The excavations at East St. Louis changed that picture. Sometime around 1200 CE, a widespread and devastating fire swept across the site. Even more telling was the evidence that the site location was never reoccupied. Both ritual cleansing and a violent conflagration have been suggested as causes for the devastation. While the cause might not be clear, the effect was that the second largest of Greater Cahokia’s ceremonial precincts was totally and permanently obliterated. This event coincided with sweeping changes in religious practices and a significant loss of population. Whether thesechanges were driven by political or religious upheavals or natural or accidental disasters are unknown.

In sum, these large-scale excavations demonstrated that the precinct was laid-out and planned prior to its initial construction and that this plan translated elite, mortuary, religious, and domestic differences into discrete spatial distinctions.

Furthermore, our research demonstrated the prevalence of major status differences among Greater Cahokia’s residents as well as revealing the clustering of craft production of precious objects in such elite neighborhoods. Finally, we now have demonstrable evidence that the 1200 CE transformation of Greater Cahokia may have been intimately tied to a major catastrophe at East St. Louis precinct.

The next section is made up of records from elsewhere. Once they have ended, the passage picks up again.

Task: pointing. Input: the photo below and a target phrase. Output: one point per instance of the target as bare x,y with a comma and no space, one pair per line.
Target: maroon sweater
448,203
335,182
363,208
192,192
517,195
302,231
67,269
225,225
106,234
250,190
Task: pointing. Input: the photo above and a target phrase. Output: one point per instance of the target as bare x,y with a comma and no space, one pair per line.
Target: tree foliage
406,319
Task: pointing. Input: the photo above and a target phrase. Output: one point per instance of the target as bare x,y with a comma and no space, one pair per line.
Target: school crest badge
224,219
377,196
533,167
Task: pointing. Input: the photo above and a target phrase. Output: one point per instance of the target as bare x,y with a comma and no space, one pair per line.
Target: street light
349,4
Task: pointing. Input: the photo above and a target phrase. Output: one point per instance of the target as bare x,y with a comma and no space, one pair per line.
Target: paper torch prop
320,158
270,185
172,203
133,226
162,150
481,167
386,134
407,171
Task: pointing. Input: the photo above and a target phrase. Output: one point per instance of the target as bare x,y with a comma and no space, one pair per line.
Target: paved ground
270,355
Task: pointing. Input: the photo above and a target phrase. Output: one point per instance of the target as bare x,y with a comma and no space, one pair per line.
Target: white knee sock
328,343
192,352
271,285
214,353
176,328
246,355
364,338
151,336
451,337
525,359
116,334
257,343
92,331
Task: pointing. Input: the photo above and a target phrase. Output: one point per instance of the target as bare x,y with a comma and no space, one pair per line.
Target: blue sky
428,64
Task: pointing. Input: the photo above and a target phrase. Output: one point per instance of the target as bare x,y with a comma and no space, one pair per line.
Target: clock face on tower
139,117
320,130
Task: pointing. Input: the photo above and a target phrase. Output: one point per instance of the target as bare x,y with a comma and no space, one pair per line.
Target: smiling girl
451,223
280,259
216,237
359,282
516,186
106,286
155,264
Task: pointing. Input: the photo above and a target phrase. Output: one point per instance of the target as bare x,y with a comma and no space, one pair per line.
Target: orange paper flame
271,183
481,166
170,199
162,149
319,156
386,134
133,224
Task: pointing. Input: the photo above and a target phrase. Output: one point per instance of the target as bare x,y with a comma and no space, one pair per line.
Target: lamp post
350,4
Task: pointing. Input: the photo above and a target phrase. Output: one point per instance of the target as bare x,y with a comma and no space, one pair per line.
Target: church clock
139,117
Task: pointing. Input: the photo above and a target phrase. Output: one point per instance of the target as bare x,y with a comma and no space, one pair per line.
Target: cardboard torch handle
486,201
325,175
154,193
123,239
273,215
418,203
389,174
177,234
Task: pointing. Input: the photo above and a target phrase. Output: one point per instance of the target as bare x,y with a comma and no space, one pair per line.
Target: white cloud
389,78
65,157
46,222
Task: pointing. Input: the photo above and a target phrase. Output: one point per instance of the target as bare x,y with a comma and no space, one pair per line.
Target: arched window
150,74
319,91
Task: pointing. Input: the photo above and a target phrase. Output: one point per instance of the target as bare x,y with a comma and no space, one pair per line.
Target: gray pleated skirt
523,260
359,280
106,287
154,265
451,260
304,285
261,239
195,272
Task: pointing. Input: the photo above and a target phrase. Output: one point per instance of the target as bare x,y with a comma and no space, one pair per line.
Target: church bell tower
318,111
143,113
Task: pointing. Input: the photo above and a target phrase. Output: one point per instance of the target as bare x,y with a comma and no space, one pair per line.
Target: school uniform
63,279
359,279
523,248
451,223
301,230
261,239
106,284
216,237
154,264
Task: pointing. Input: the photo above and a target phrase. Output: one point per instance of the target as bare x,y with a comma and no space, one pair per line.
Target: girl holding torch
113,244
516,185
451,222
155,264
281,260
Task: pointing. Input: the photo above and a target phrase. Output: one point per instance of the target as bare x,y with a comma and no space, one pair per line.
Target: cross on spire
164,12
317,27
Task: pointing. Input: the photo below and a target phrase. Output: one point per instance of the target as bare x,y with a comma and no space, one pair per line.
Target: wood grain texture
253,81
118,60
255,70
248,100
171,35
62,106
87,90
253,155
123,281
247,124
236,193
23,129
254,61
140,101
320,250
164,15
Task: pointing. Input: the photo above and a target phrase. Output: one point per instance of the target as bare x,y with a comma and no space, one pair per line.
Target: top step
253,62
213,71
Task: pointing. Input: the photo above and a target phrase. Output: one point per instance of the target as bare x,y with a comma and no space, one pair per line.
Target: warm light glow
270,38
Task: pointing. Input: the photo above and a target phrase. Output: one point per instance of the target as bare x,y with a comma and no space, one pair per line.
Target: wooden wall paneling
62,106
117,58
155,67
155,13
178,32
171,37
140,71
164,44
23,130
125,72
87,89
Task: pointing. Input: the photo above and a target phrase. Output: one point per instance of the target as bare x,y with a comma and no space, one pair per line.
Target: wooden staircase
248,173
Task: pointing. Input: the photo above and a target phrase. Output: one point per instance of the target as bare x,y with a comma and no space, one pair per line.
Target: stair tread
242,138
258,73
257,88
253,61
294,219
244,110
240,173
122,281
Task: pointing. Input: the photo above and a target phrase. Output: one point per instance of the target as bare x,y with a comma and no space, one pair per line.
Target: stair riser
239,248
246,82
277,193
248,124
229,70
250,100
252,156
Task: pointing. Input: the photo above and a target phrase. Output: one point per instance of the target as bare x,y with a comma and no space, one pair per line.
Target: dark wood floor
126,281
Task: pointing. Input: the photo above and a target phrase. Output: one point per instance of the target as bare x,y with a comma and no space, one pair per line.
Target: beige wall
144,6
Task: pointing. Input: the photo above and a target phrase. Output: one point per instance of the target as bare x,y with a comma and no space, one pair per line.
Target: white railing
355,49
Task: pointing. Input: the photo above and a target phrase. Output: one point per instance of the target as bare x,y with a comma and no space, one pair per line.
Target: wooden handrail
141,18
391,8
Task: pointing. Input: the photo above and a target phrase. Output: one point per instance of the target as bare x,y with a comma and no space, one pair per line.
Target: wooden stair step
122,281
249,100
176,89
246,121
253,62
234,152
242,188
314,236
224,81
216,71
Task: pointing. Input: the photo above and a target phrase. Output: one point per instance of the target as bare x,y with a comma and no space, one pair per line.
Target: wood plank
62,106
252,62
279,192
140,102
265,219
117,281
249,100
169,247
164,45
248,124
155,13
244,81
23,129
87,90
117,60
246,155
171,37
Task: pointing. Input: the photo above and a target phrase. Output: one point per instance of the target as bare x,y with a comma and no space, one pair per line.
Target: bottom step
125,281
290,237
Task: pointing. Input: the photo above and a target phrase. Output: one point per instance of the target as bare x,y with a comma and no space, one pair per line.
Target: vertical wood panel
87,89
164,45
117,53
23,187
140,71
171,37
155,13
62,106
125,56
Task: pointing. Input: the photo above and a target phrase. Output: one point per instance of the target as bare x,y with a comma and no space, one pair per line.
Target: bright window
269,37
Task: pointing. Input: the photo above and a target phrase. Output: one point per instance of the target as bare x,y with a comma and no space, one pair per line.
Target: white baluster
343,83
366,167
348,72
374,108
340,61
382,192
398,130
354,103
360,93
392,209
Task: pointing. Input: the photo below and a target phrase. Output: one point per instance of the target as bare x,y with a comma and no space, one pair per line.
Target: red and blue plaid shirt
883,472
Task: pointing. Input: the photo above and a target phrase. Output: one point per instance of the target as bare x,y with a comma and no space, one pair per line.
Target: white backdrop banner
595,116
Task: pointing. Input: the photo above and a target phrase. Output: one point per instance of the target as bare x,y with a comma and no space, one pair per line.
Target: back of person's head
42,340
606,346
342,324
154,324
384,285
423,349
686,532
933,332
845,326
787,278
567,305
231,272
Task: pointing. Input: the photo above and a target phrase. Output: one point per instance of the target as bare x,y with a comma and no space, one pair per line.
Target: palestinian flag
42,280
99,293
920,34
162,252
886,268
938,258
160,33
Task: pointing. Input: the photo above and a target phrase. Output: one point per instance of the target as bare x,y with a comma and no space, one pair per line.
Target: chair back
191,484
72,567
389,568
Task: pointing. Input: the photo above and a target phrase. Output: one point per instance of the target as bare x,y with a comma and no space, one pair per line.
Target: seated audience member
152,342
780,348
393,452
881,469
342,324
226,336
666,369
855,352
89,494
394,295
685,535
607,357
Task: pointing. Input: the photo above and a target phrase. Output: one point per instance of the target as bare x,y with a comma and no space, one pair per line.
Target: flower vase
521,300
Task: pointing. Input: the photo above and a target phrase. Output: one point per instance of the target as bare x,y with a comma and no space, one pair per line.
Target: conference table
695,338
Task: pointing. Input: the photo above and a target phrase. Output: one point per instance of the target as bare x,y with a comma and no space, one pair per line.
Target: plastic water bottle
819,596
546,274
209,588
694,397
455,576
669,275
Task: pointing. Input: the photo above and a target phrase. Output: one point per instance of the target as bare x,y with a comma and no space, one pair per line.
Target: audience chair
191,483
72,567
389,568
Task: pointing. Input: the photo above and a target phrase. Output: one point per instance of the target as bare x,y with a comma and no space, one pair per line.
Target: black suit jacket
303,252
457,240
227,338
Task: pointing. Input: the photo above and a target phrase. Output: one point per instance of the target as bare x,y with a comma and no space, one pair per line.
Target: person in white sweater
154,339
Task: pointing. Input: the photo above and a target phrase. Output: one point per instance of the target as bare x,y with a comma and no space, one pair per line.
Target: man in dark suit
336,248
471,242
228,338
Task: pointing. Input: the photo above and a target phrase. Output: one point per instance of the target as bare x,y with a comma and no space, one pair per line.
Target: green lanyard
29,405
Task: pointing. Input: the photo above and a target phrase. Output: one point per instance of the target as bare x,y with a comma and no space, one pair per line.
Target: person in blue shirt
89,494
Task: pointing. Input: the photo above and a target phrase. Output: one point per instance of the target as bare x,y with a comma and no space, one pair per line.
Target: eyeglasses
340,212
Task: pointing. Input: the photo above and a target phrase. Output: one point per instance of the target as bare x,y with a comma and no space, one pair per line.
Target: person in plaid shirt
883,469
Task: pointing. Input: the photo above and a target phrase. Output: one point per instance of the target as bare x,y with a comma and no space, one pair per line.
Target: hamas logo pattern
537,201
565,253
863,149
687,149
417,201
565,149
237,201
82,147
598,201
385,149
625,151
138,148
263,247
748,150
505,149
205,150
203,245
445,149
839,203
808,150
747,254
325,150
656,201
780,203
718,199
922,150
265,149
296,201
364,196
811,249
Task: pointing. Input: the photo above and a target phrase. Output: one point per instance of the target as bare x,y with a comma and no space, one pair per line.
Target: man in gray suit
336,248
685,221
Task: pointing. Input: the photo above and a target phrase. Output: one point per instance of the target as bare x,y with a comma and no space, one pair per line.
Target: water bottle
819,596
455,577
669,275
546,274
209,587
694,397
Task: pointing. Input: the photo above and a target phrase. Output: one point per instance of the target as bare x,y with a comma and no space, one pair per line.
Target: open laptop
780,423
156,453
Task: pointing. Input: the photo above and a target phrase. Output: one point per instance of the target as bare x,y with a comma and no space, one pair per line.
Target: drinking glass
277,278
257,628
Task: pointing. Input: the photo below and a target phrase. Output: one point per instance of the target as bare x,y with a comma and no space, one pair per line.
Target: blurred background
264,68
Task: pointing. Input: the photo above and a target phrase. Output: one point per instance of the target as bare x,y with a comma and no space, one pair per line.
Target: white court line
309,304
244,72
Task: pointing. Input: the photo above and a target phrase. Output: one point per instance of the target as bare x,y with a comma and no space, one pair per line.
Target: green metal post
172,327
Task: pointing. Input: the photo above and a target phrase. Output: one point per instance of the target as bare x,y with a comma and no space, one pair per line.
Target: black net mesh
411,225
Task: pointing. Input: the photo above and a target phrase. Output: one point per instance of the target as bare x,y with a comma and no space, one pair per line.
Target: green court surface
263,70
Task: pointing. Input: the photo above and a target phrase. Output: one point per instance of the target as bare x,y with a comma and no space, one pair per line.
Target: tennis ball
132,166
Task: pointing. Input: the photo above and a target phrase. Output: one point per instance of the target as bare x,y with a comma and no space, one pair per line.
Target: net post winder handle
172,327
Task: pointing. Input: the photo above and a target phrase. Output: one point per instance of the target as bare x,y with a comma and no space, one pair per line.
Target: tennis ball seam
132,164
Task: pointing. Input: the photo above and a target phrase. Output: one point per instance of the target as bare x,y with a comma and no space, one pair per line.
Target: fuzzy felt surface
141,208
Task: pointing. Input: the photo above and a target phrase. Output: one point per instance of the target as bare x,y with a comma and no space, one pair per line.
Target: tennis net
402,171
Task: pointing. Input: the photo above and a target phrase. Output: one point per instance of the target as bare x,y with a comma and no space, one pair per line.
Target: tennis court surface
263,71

The preliminary evaluation of the East St. Louis precinct research confirms those earlier hypotheses that interpreted Greater Cahokia as a unique 11th to 14th centuries CE native urban polity – a discovery that successfully challenges long-held theories of urbanism in North America.
 
Thomas E. Emerson

Thomas E. Emerson is Director and State Archaeologist, Illinois State Archaeological Survey, Prairie Research Institute and Adjunct Professor, Anthropology, University of Illinois. Dr. Emerson graduated from the University of Wisconsin with an emphasis in environmental archaeology. After conducting field archaeology across the northern U.S. and Norway, he served for a decade as Chief Archaeologist for the Illinois Historic Preservation Agency. In 1994, he accepted a position directing the transportation archaeology program at the University of Illinois and in 2010 he was appointed the first director of the newly created Illinois State Archaeological Survey. He was appointed as Illinois’ first State Archaeologist in 2013 and is the Principal Investigator for the East St. Louis Archaeological Mitigation Project (2008-ongoing). He is the recent recipient of an Environmental Excellence Award (2011) and Exemplary Human Environment Initiative Award (2010) from the Federal Highway Administration, a 2014 Career Achievement Award by the Illinois Archaeological Survey, a 2014 Distinguished Career Award by the Midwest Archaeological Conference, and the 2014 Charles R. McGimsey III - Hester A. Davis Distinguished Service Award presented by the National Register of Professional Archaeologists. Dr. Emerson has produced 18 books or edited volumes and over 125 book chapters and articles. His most recent Cahokia research has focused on strontium isotope evidence for population movement (Journal of Archaeological Science vol.44) and ritual Black Drink consumption (Proceedings of the National Academy of Sciences of the United States vol.109), as well as geological sourcing of pipestones (American Antiquity vols. 78, 68, 65; Journal of Archaeological Sciences vol. 39), and explorations of ethnogenesis, religion, and warfare in the American midcontinent.